Omega’s confidence in the skilled nursing sector follows a second quarter in which the company completed its $623 million acquisition of fellow nursing home landlord MedEquities and invested $55 million in capital renovation and construction projects.

Operating revenues for the quarter ended June 30 totaled $225.3 million. Among the company’s continuing weak points are its partnerships with providers in low-reimbursement states. The company is nearing completion of a second-quarter deal to divest itself of 10 Diversicare Healthcare Services skilled nursing facilities in Kentucky for approximately $84.5 million.

Omega said it is still fine-tuning its approach in Texas, where operator Daybreak Venture has struggled in the face of “woefully low” Medicaid payments. Although Omega updated a settlement with Daybreak to provide lease relief in the first two quarters of 2019, Daybreak has been unable to provide Omega any income so far in the third quarter.

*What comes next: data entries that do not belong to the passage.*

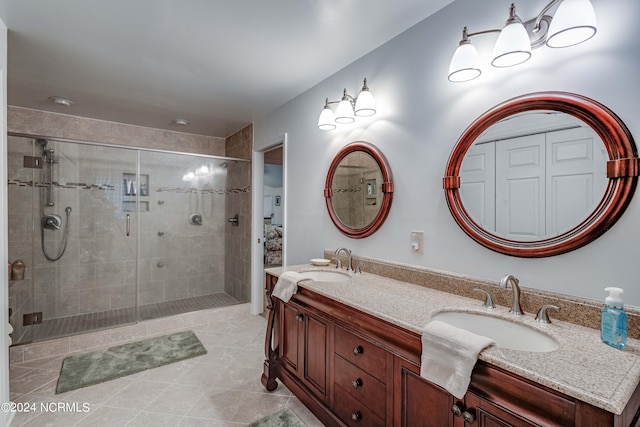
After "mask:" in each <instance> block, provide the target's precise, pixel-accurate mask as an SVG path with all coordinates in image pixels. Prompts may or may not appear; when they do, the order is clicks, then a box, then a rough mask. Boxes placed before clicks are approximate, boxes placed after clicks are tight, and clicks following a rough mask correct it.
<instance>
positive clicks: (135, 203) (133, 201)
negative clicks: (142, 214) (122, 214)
mask: <svg viewBox="0 0 640 427" xmlns="http://www.w3.org/2000/svg"><path fill="white" fill-rule="evenodd" d="M138 203H140V212H149V202H146V201H139V202H138ZM122 210H123V211H124V212H135V211H136V201H135V200H125V201H123V202H122Z"/></svg>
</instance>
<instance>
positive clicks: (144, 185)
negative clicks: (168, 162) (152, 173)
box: [122, 172, 149, 197]
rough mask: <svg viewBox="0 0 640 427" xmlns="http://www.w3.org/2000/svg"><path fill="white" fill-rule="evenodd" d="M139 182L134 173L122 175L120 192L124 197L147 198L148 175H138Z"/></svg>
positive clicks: (148, 194)
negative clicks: (121, 179)
mask: <svg viewBox="0 0 640 427" xmlns="http://www.w3.org/2000/svg"><path fill="white" fill-rule="evenodd" d="M139 179H140V182H138V179H137V178H136V174H135V173H126V172H125V173H123V174H122V191H123V193H122V194H124V195H125V196H126V197H136V196H141V197H147V196H149V175H145V174H140V175H139Z"/></svg>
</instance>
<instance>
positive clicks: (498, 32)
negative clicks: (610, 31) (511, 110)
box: [449, 0, 598, 82]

Omega lowered its expectations and estimates $3 million to $5 million in Daybreak rent payments “for the foreseeable future,” according to Chief Operating Officer Dan Booth.

Officials said there could be more Texas dispositions in the back half of 2019 as Omega tries to get operators out of states where “maybe they shouldn’t be.” A third-party consultant is currently studying state-specific strategies in light of the state’s failure to pass a Medicaid rate increase this session.

Omega said it is also focused on building its senior living pipeline, with Pickett saying that he wants to “turbocharge” an existing relationship with Maplewood Senior Living.